To assess the predictive power of these genetic findings, the researchers developed composite models that combined the information from multiple genetic markers. They found that a model incorporating several single gene variations (EOMES, CLEC16A, IL22RA2) showed a moderate ability to predict GA treatment efficacy. Importantly, when they included the two epistatic combinations (EOMES + TYK2 and PVT1 + IRF8) in the model, the predictive power improved. While the current predictive power isn't perfect, it represents a significant step forward.

The Road Ahead
The findings of this study are promising and highlight the complex interplay between our genes and how we respond to medications for MS. The researchers themselves emphasize that these results need to be validated in an independent group of patients before they can be routinely used in clinical practice.

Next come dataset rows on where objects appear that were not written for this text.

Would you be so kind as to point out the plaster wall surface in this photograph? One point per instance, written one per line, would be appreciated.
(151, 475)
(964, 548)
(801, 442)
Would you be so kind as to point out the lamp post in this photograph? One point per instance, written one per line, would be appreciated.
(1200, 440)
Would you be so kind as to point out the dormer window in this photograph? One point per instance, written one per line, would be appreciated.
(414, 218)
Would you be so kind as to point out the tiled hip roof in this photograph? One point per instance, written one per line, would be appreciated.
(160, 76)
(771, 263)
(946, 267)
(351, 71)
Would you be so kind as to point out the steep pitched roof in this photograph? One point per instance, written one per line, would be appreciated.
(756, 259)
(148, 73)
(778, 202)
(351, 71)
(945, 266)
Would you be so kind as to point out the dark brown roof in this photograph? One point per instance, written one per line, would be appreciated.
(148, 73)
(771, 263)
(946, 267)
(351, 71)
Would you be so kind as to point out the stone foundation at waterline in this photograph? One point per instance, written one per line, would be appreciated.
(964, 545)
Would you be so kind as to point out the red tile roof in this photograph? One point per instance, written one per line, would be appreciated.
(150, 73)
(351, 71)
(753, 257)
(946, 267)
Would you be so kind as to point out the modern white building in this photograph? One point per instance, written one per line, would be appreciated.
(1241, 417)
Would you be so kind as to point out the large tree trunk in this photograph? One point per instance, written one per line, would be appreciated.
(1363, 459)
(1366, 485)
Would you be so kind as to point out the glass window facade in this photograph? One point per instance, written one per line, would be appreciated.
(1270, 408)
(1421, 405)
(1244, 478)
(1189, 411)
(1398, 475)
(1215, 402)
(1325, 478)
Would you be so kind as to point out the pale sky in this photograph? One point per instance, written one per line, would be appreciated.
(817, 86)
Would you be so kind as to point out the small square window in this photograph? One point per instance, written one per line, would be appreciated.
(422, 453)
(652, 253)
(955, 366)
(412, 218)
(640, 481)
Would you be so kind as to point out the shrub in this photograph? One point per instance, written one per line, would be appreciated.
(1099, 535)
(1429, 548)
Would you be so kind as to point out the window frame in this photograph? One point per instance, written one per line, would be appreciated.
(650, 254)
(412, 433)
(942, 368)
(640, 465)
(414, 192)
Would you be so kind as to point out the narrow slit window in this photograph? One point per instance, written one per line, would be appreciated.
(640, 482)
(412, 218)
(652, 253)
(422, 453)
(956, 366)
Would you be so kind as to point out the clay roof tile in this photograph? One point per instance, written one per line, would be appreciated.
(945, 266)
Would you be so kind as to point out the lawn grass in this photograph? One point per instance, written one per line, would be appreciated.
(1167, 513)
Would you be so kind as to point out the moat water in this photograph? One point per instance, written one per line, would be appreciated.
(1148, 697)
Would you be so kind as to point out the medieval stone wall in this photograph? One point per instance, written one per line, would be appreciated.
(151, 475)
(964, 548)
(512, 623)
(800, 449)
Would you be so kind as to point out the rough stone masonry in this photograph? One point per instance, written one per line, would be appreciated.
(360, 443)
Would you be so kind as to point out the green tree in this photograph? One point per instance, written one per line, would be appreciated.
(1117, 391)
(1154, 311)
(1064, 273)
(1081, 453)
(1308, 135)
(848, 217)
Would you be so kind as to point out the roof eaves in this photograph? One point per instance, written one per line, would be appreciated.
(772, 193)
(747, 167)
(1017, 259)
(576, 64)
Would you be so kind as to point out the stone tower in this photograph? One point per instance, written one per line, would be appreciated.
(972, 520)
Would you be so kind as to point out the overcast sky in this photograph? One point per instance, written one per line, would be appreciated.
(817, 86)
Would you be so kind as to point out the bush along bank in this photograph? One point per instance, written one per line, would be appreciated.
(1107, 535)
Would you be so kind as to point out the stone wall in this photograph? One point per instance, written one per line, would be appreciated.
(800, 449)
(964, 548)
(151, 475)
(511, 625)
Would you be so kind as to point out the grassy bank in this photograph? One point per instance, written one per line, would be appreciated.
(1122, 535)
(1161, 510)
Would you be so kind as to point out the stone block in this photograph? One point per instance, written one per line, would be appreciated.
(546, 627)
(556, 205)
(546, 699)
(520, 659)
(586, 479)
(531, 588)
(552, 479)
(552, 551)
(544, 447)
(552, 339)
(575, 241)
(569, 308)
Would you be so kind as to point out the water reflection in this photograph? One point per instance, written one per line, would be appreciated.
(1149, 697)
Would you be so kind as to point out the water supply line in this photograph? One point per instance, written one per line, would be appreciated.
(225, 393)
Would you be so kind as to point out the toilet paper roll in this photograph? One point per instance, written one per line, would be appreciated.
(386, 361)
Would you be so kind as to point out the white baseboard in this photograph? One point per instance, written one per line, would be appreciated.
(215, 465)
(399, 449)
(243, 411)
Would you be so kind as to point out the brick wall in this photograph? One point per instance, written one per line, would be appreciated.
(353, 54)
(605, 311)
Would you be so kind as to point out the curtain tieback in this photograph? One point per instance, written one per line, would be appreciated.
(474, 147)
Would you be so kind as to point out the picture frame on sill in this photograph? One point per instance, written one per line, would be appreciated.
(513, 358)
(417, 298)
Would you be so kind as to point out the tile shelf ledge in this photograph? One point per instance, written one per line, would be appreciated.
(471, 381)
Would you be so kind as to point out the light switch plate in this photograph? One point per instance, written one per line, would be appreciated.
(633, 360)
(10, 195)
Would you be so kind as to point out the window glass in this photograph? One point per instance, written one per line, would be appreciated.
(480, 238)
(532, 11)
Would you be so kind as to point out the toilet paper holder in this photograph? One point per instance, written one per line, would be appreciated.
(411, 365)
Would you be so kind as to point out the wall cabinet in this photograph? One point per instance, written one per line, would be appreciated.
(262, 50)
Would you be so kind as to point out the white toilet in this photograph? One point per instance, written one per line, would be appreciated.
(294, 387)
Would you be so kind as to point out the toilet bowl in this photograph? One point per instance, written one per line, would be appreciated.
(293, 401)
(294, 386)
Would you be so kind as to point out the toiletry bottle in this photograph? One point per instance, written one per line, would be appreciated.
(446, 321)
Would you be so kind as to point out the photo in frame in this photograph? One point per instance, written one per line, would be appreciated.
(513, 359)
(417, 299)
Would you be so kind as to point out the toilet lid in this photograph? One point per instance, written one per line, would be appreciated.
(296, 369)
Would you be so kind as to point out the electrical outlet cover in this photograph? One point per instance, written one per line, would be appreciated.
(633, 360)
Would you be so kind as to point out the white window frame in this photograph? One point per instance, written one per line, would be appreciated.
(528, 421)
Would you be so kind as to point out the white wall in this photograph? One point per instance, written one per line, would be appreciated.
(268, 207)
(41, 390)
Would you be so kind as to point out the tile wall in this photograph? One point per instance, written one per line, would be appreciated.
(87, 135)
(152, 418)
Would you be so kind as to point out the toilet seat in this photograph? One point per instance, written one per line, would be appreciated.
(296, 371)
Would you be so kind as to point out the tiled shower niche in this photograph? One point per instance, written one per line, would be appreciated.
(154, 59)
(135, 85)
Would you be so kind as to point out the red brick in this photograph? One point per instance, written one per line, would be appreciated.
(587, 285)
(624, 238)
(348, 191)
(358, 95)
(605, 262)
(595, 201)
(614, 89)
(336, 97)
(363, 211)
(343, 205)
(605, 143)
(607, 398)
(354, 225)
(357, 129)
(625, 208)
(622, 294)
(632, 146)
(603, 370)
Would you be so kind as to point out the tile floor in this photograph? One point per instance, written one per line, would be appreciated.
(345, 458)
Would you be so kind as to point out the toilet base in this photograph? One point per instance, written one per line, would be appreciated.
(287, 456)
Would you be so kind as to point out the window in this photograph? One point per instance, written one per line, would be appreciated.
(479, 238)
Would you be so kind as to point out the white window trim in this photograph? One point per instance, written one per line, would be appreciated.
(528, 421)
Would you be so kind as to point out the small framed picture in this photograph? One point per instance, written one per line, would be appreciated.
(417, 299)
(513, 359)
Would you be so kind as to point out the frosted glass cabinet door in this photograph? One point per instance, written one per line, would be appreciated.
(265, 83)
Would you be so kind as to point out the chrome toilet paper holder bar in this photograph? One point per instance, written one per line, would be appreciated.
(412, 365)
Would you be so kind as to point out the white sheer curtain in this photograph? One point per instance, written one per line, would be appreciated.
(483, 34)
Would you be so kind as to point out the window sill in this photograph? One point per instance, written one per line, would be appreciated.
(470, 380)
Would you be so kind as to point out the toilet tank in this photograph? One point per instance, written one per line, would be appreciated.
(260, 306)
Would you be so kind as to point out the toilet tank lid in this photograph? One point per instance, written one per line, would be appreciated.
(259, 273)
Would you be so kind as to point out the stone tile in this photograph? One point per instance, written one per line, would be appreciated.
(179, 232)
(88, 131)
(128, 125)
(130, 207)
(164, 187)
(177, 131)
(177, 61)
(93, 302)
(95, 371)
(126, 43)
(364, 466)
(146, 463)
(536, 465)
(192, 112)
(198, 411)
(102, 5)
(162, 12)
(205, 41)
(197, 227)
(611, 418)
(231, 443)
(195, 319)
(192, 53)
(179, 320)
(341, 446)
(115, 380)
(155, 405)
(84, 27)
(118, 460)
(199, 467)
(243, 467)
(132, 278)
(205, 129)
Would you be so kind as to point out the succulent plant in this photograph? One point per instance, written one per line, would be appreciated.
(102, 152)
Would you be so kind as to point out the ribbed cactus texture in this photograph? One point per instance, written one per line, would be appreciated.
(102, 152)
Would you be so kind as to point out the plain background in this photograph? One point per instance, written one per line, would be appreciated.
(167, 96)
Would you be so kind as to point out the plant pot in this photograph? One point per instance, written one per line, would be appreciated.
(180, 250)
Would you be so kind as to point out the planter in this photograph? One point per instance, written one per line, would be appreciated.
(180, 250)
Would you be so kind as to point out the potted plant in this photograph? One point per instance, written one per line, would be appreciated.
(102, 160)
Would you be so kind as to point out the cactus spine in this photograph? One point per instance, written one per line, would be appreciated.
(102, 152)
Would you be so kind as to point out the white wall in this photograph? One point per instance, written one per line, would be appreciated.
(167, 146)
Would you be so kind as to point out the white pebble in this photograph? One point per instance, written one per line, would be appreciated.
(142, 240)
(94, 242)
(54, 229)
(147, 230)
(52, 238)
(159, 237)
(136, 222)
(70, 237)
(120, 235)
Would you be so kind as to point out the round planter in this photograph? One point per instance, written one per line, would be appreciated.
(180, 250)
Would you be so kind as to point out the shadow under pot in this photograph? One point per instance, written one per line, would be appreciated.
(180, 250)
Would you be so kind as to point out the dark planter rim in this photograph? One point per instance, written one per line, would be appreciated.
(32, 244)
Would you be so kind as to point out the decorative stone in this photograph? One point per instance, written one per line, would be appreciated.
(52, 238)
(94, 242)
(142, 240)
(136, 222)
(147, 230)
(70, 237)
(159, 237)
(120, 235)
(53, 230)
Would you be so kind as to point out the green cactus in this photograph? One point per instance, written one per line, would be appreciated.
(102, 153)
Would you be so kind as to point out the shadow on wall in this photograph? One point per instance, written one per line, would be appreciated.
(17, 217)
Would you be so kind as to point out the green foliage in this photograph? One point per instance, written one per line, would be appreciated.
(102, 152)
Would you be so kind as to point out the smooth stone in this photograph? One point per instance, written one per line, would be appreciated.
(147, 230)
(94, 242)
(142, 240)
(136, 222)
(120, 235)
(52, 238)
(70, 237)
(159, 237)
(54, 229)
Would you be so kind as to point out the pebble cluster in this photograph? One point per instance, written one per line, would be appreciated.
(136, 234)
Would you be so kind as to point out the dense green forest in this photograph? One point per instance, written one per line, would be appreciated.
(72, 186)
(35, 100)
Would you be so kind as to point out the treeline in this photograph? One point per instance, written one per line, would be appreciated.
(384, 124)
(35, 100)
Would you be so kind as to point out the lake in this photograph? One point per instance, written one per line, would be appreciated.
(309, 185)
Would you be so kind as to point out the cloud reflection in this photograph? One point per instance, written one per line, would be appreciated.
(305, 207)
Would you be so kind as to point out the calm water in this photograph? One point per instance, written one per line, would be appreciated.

However, this study provides a compelling rationale for further research in this area. By continuing to explore the pharmacogenetics of MS therapies, we can move closer to a future where treatment decisions are more informed by an individual's unique genetic profile, ultimately leading to better outcomes for people living with this chronic condition. This research underscores the idea that understanding our genetic makeup can provide valuable insights into how our bodies interact with the world around us, including the medications we take to manage our health.

References:
Kulakova, O., Bashinskaya, V., Kiselev, I., Baulina, N., Tsareva, E., Nikolaev, R., ... & Favorova, O. (2017). Pharmacogenetics of glatiramer acetate therapy for multiple sclerosis: the impact of genome-wide association studies identified disease risk loci. Pharmacogenomics, 18(17), 1563-1574.